Sex and Death/King Scratch

I've decided I'm not going to rant and rave in my book reviews as much as usual. These two books aren't at the top of my recommendation list. I've heard a number of times of people who are really into the bizarro genre that it can be a bit hit and miss. While I wouldn't go all out and say these are the worst books you can find in the genre, I guess I'll just go right ahead and say that I've read better. It's just a little unsatisfying that I read these two books one after another.

Sex and Death in Television Town:

A weird western. Hermaphrodite gunslingers. People with televisions for heads. A stegosauras woman assassin with fortune telling ejaculate. There are some parts of this story that I really like. The surreal scenery, the television people, the changing landscape, the colour mill. There are parts in this story that I would love to see extrapolated upon or described in more detail. Instead, I feel what could be a really interesting and entertaining story is brought about to senseless sex and violence (thus the title, admittedly well thought out, considering characterisations and plot), and so at times it feels like a casual romp of hedonistic extremities for the sake of extremities. It's graphic and violent and fast paced and fun, but I guess, hypothetically, I would have done quite a few things differently. Not a bad read, but I think Carlton Mellick has more to offer with titles such as Warrior Wolf Women or Punk Land.

King Scratch:

After reading Squid Pulp Blues, I thought, this author has a real knack for writing genre bizarro. Squidly crime noir that was fascinating and disturbing at the same time. King Scratch runs along the same vein, and the bare bones of the story are really good. A guy involved with running moonshine comes across a horrific secret that will tear him down in one short, brutal night. But (to me, at least) it lacked the style and pulp that made SPB so enjoyable. It's dark and disturbing and perverted, and I got to a point where it all seemed to skip like a broken record. It's overflowing with unnecessary body fluids that chunk up what could very well be a gripping story. It reads as though it's trying to pack as much sick shit into every page that it's leaving my desire for plot direction to go starving. It's disturbing and perverted for what feels like the sake of just being disturbing and perverted. I read it this afternoon, and upon finishing it, I felt that it would have been much more effective to strip back all the piss and shit and vomit and keep the weird squidly oddities specked about the place, but mostly keep the plot moving forward with a build up to a twist that is far more horrifying than body fluids streaming about the place at every opportunity. It felt like the plot twist (which was a genuinely shocking one) would have benefitted more if it hadn't been watered down by the previous stream of shocking events.

However,  I'd hate for anyone to write these two authors or these two books off purely because of my comments here. They are both talented writers that I regard highly, and rest assured, I'll be reading more of their stuff as they continue on their writing careers.

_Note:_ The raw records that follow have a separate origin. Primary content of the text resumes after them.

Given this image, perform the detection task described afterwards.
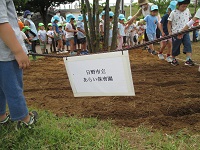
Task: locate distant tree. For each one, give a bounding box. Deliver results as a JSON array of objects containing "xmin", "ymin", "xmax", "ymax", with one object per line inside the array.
[
  {"xmin": 81, "ymin": 0, "xmax": 121, "ymax": 53},
  {"xmin": 13, "ymin": 0, "xmax": 28, "ymax": 15},
  {"xmin": 18, "ymin": 0, "xmax": 75, "ymax": 25},
  {"xmin": 103, "ymin": 0, "xmax": 110, "ymax": 50},
  {"xmin": 110, "ymin": 0, "xmax": 120, "ymax": 51},
  {"xmin": 149, "ymin": 0, "xmax": 171, "ymax": 15}
]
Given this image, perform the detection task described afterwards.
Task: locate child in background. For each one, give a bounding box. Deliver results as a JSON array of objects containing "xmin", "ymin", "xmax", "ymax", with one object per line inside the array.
[
  {"xmin": 47, "ymin": 23, "xmax": 54, "ymax": 52},
  {"xmin": 126, "ymin": 16, "xmax": 135, "ymax": 48},
  {"xmin": 137, "ymin": 20, "xmax": 145, "ymax": 45},
  {"xmin": 22, "ymin": 26, "xmax": 37, "ymax": 59},
  {"xmin": 168, "ymin": 0, "xmax": 194, "ymax": 66},
  {"xmin": 21, "ymin": 27, "xmax": 32, "ymax": 52},
  {"xmin": 144, "ymin": 5, "xmax": 159, "ymax": 55},
  {"xmin": 18, "ymin": 21, "xmax": 32, "ymax": 52},
  {"xmin": 99, "ymin": 11, "xmax": 105, "ymax": 40},
  {"xmin": 117, "ymin": 14, "xmax": 126, "ymax": 50},
  {"xmin": 108, "ymin": 11, "xmax": 114, "ymax": 49},
  {"xmin": 77, "ymin": 15, "xmax": 88, "ymax": 55},
  {"xmin": 57, "ymin": 24, "xmax": 65, "ymax": 53},
  {"xmin": 62, "ymin": 24, "xmax": 67, "ymax": 52},
  {"xmin": 38, "ymin": 23, "xmax": 47, "ymax": 54},
  {"xmin": 52, "ymin": 15, "xmax": 63, "ymax": 52},
  {"xmin": 65, "ymin": 14, "xmax": 77, "ymax": 56},
  {"xmin": 158, "ymin": 1, "xmax": 177, "ymax": 62}
]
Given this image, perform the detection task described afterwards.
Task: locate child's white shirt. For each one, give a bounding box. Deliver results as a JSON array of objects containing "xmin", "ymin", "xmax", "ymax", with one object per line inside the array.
[
  {"xmin": 195, "ymin": 8, "xmax": 200, "ymax": 19},
  {"xmin": 99, "ymin": 19, "xmax": 104, "ymax": 33},
  {"xmin": 118, "ymin": 22, "xmax": 126, "ymax": 36},
  {"xmin": 47, "ymin": 30, "xmax": 54, "ymax": 42},
  {"xmin": 65, "ymin": 23, "xmax": 74, "ymax": 38},
  {"xmin": 168, "ymin": 8, "xmax": 191, "ymax": 34},
  {"xmin": 109, "ymin": 22, "xmax": 113, "ymax": 37},
  {"xmin": 38, "ymin": 29, "xmax": 47, "ymax": 41},
  {"xmin": 126, "ymin": 24, "xmax": 134, "ymax": 36},
  {"xmin": 20, "ymin": 31, "xmax": 27, "ymax": 40}
]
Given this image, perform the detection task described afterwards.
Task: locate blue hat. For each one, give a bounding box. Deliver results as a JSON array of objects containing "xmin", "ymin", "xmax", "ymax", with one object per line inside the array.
[
  {"xmin": 24, "ymin": 10, "xmax": 31, "ymax": 18},
  {"xmin": 118, "ymin": 14, "xmax": 125, "ymax": 20},
  {"xmin": 52, "ymin": 15, "xmax": 60, "ymax": 22},
  {"xmin": 101, "ymin": 10, "xmax": 105, "ymax": 16},
  {"xmin": 78, "ymin": 15, "xmax": 83, "ymax": 21},
  {"xmin": 151, "ymin": 5, "xmax": 158, "ymax": 11},
  {"xmin": 177, "ymin": 0, "xmax": 190, "ymax": 3},
  {"xmin": 109, "ymin": 11, "xmax": 114, "ymax": 17},
  {"xmin": 166, "ymin": 1, "xmax": 177, "ymax": 12},
  {"xmin": 127, "ymin": 16, "xmax": 132, "ymax": 20},
  {"xmin": 66, "ymin": 14, "xmax": 76, "ymax": 23}
]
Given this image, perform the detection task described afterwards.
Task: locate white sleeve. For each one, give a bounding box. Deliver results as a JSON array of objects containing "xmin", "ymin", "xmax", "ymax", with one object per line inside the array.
[
  {"xmin": 195, "ymin": 8, "xmax": 200, "ymax": 19},
  {"xmin": 21, "ymin": 31, "xmax": 27, "ymax": 40},
  {"xmin": 38, "ymin": 30, "xmax": 41, "ymax": 36}
]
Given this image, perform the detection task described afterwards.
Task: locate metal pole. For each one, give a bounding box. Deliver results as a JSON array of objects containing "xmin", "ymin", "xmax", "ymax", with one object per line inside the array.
[
  {"xmin": 120, "ymin": 0, "xmax": 124, "ymax": 14},
  {"xmin": 122, "ymin": 0, "xmax": 124, "ymax": 14},
  {"xmin": 130, "ymin": 0, "xmax": 132, "ymax": 16}
]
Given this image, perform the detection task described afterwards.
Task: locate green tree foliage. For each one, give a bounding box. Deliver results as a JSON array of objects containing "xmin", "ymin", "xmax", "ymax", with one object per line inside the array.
[
  {"xmin": 149, "ymin": 0, "xmax": 171, "ymax": 15},
  {"xmin": 15, "ymin": 0, "xmax": 75, "ymax": 25},
  {"xmin": 13, "ymin": 0, "xmax": 28, "ymax": 14}
]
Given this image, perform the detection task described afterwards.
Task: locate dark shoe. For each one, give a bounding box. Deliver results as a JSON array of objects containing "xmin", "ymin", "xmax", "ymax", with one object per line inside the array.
[
  {"xmin": 142, "ymin": 46, "xmax": 148, "ymax": 50},
  {"xmin": 16, "ymin": 111, "xmax": 38, "ymax": 130},
  {"xmin": 0, "ymin": 114, "xmax": 10, "ymax": 124},
  {"xmin": 151, "ymin": 50, "xmax": 157, "ymax": 55},
  {"xmin": 185, "ymin": 59, "xmax": 195, "ymax": 66},
  {"xmin": 171, "ymin": 59, "xmax": 179, "ymax": 66},
  {"xmin": 147, "ymin": 48, "xmax": 152, "ymax": 54}
]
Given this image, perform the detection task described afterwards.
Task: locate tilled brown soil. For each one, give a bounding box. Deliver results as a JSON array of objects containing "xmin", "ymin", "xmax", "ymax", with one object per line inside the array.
[{"xmin": 24, "ymin": 48, "xmax": 200, "ymax": 133}]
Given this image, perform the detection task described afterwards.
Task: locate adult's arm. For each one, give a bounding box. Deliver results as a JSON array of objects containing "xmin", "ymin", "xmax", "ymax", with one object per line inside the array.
[{"xmin": 126, "ymin": 8, "xmax": 142, "ymax": 25}]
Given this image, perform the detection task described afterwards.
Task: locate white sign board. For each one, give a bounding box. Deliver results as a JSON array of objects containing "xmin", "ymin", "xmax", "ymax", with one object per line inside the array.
[{"xmin": 63, "ymin": 51, "xmax": 135, "ymax": 97}]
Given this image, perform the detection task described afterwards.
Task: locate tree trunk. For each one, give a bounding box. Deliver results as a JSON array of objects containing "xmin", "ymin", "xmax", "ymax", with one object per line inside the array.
[
  {"xmin": 111, "ymin": 0, "xmax": 120, "ymax": 50},
  {"xmin": 94, "ymin": 0, "xmax": 100, "ymax": 53},
  {"xmin": 85, "ymin": 0, "xmax": 95, "ymax": 53},
  {"xmin": 103, "ymin": 0, "xmax": 110, "ymax": 51},
  {"xmin": 81, "ymin": 0, "xmax": 92, "ymax": 52}
]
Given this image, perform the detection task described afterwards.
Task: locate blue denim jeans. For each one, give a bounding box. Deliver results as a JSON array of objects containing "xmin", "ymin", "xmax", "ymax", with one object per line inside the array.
[
  {"xmin": 0, "ymin": 60, "xmax": 28, "ymax": 121},
  {"xmin": 172, "ymin": 33, "xmax": 192, "ymax": 57}
]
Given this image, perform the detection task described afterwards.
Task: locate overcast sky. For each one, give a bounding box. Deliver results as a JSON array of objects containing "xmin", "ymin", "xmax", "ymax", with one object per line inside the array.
[
  {"xmin": 59, "ymin": 0, "xmax": 138, "ymax": 9},
  {"xmin": 89, "ymin": 0, "xmax": 137, "ymax": 4}
]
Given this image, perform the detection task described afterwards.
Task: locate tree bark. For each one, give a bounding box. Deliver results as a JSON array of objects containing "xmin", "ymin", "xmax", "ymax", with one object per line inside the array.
[
  {"xmin": 103, "ymin": 0, "xmax": 110, "ymax": 51},
  {"xmin": 111, "ymin": 0, "xmax": 120, "ymax": 50},
  {"xmin": 94, "ymin": 0, "xmax": 100, "ymax": 53},
  {"xmin": 81, "ymin": 0, "xmax": 92, "ymax": 52},
  {"xmin": 85, "ymin": 0, "xmax": 95, "ymax": 53}
]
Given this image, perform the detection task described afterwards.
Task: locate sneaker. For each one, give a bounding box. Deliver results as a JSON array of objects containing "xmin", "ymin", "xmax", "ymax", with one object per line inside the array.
[
  {"xmin": 0, "ymin": 114, "xmax": 10, "ymax": 124},
  {"xmin": 185, "ymin": 59, "xmax": 195, "ymax": 66},
  {"xmin": 70, "ymin": 51, "xmax": 77, "ymax": 56},
  {"xmin": 142, "ymin": 46, "xmax": 148, "ymax": 50},
  {"xmin": 151, "ymin": 50, "xmax": 157, "ymax": 55},
  {"xmin": 84, "ymin": 50, "xmax": 89, "ymax": 55},
  {"xmin": 16, "ymin": 111, "xmax": 38, "ymax": 130},
  {"xmin": 80, "ymin": 51, "xmax": 86, "ymax": 55},
  {"xmin": 158, "ymin": 54, "xmax": 164, "ymax": 60},
  {"xmin": 171, "ymin": 59, "xmax": 179, "ymax": 66},
  {"xmin": 147, "ymin": 48, "xmax": 152, "ymax": 54},
  {"xmin": 166, "ymin": 56, "xmax": 173, "ymax": 63}
]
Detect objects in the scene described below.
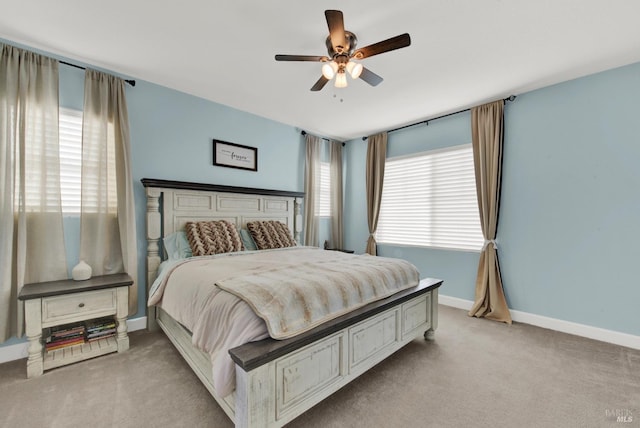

And, if you'd like to check out King Scratch for yourself, Jordan Krall has been kind enough to hand it out as a free download, which you can find here (temporarily, and for how long, I don't know): King Scratch

So, there, you can make up your own opinion. And yes, I feel like a prick for criticising a book I read for free (don't hate me Mr. Krall!)

And over the next few weeks, I'll hopefully be brainstorming for my own bizarro novella as well as reading titles such as; My Fake War, Fishy Fleshed, Starfish Girl, Blankety Blank, Zombies and Shit and the Flappy Parts. I'm particularly looking forward to the Flappy Parts, Kevin L. Donihe's poetry collection, as I have a soft spot for poetry, and I'd love to get at some weird, surreal shit.